L’arpa domata

Nel burrone di Lung Men ( La Gola del Drago nello Honan), tanto, tanto tempo fa c’era un albero Kiri (paulonia), un vero re della foresta. Aveva la testa così alta che poteva parlare con le stelle e le sue radici scendevano così in profondità nella terra che le loro spire di bronzo si avvincevano con quelle del drago d’argento che dormiva nei reami del sottosuolo.
Un potente mago costruì con il legno di questo albero un’arpa meravigliosa, il cui spirito non poteva essere domato nemmeno dal più grande dei musicisti. Per molto tempo quest’arpa fu custodita insieme ai tesori dell’Imperatore della Cina senza che nessuno tra tutti coloro che avevano tentato, fosse riuscito a estrarre una melodia dallo straordinario strumento.
L’arpa rispondeva ai disperati sforzi di coloro che tentavano di suonarla con secche note di disprezzo, che non si accordavano mai con i canti che i musicisti volevano intonare. Lo strumento musicale non voleva saperne di riconoscere un maestro.

Infine arrivò Po Ya, il più bravo di tutti gli arpisti.
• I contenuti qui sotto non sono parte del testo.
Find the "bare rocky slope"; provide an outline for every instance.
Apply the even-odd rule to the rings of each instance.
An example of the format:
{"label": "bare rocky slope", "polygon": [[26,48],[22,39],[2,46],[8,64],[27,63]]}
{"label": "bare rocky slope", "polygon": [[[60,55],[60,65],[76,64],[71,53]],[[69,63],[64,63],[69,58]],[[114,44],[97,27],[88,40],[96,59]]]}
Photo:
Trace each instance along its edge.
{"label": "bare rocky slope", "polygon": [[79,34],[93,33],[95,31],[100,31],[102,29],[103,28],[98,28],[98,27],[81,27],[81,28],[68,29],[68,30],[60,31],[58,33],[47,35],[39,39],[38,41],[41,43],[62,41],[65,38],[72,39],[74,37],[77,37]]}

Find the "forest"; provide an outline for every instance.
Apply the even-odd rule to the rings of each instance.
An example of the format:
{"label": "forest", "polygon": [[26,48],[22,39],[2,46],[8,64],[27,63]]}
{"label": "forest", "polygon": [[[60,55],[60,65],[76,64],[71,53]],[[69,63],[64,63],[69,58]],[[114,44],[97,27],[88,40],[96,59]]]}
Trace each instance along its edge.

Accarezzò l’arpa con mano leggera con lo stesso gesto con cui si accarezza un cavallo selvaggio, quindi prese a pizzicare leggermente le corde dello strumento.
Po Ya cantò la natura e le stagioni, le alte vette delle montagne e le tumultuose acque dei fiumi e tutti i ricordi dell’albero si risvegliarono. Sentì nuovamente il delicato vento di primavera giocare e le cascate che danzavano nei burroni e sorridevano ai boccioli dei fiori.
Si sentivano anche le voci dell’estate pigra e assonnata con le migliaia di insetti che essa porta con sé il tranquillo battere della pioggia e il lamento del cuculo.
Ascolta! La tigre ruggisce e le risponde l’eco della valle. L’autunno è venuto; nella notte deserta, la luna tagliente come una spada scintilla sull’erba coperta di brina.
E adesso è il tempo dell’inverno e nell’aria di neve volano stormi di cigni e tintinnanti granelli di ghiaccio battono con i rami con gioia selvaggia.
Quindi Po Ya cambiò tono e iniziò a cantare l’amore. La foresta si inclinò come un giovane appassionato perso nei suoi pensieri. Lassù, simile a una fiera vergine volava una bella e lucente nuvola;ma il suo passare produceva sulla terra lunghe ombre nere come la disperazione.
La tonalità del suono cambiò ancora; Po Ya cantò la guerra le spade che si scontrano e i cavalli che scalpitano. E nell’aria si scatenò la tempesta di Lung – Men; il drago cavalcava il fulmine, la valanga precipitava attraverso la valle con il fragore di un tuono.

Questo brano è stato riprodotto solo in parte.